Unicodedecodeerror: ' ASCII ' codec can ' t decode byte 0xe4 in position
0:ordinal not in range (128)

In this case, we have two methods to correct the error:
1. Clearly indicate the encoding of s

#! /usr/bin/env python
#-*-Coding:utf-8-*-
s = ' Chinese characters '
S.decode (' Utf-8 '). Encode (' gb2312 ')

2. Change the encoding of sys.defaultencoding to file

#! /usr/bin/env python
#-*-Coding:utf-8-*-
Import Sys
Reload (SYS) # Python2.5 removed the Sys.setdefaultencoding method after initialization, we need to reload
Sys.setdefaultencoding (' Utf-8 ')

str = ' Chinese characters '
Str.encode (' gb2312 ')

The role of sys.setdefaultencoding (' Utf-8 ') in Python

Related Article

Contact Us

The content source of this page is from Internet, which doesn't represent Alibaba Cloud's opinion; products and services mentioned on that page don't have any relationship with Alibaba Cloud. If the content of the page makes you feel confusing, please write us an email, we will handle the problem within 5 days after receiving your email.

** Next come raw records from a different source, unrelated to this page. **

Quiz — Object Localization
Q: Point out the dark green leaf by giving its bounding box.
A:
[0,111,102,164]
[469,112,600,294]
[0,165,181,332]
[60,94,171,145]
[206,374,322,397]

If you find any instances of plagiarism from the community, please send an email to: info-contact@alibabacloud.com and provide relevant evidence. A staff member will contact you within 5 working days.

A Free Trial That Lets You Build Big!

Start building with 50+ products and up to 12 months usage for Elastic Compute Service

  • Sales Support

    1 on 1 presale consultation

  • After-Sales Support

    24/7 Technical Support 6 Free Tickets per Quarter Faster Response

  • Alibaba Cloud offers highly flexible support services tailored to meet your exact needs.